Dans mes rapports hygiéniques avec les femmes, je me montrais
rationnel, ironique et concis. Durant mes années de Faculté, à Londres et
à Paris, les filles vénales me suffirent amplement. J’étudiai avec un
acharnement fervent et méthodique bien qu’en vérité assez peu productif.

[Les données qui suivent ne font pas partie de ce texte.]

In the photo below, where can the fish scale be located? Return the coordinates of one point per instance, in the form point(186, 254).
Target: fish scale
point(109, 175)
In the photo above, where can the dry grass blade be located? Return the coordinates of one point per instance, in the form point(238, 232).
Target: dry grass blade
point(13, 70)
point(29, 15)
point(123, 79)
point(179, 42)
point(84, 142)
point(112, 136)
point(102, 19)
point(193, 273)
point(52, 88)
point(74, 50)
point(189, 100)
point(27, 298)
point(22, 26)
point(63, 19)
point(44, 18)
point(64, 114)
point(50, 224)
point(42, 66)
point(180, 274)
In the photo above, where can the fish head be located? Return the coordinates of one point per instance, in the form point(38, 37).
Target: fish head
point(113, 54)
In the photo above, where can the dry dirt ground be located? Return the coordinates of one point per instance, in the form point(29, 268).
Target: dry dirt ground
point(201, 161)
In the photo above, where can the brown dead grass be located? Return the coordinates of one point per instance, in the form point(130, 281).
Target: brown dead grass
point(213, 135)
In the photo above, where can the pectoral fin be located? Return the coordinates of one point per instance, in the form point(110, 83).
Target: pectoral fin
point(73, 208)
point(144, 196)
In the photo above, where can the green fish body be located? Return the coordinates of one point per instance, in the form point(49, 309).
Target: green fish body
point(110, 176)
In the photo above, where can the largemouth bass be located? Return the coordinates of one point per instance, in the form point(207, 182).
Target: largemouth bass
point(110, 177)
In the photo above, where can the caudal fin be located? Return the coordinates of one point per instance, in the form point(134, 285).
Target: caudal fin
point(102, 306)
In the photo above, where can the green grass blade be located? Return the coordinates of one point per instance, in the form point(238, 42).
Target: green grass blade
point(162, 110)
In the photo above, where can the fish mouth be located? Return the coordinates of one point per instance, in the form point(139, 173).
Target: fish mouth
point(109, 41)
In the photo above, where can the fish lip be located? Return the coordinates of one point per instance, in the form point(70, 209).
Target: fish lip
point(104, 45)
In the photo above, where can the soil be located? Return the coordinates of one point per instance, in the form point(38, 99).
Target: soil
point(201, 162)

J’avais d’abord projeté, comme tant d’autres talents manqués*, de me
faire un nom dans la psychiatrie, mais même pour cela, j’étais encore trop
manqué ; une étrange lassitude (« Docteur, je me sens si oppressé ») me
terrassait constamment. Je me rabattis alors sur la littérature anglaise, ce
refuge où tant de poètes ratés achèvent leurs jours, vêtus de tweed et la
pipe aux dents, dans le confort universitaire. Paris me convenait à
merveille. Je discutais de l’avenir du cinéma soviétique avec des émigrés,
m’asseyais à la terrasse des Deux-Magots avec les uranistes, publiais des
essais tortueux dans d’obscures revues, composais des pastiches :… Peu m’importe
qu’une main sur la porte,
Fräulein von Kulp
tourne la tête ;
je ne suivrai personne – ni Fresca, ni
la Mouette.Un de mes essais, intitulé Le Thème proustien dans une lettre de Keats
à Benjamin Bailey, fut salué par les gloussements sibyllins des six ou sept
intellectuels qui le lurent. J’entrepris, pour le compte d’un éditeur réputé,
une Histoire abrégée de la poésie anglaise* et m’attelai ensuite à la
compilation de ce manuel de littérature française à l’usage des étudiants
anglo-saxons (avec des comparaisons choisies dans les lettres anglaises)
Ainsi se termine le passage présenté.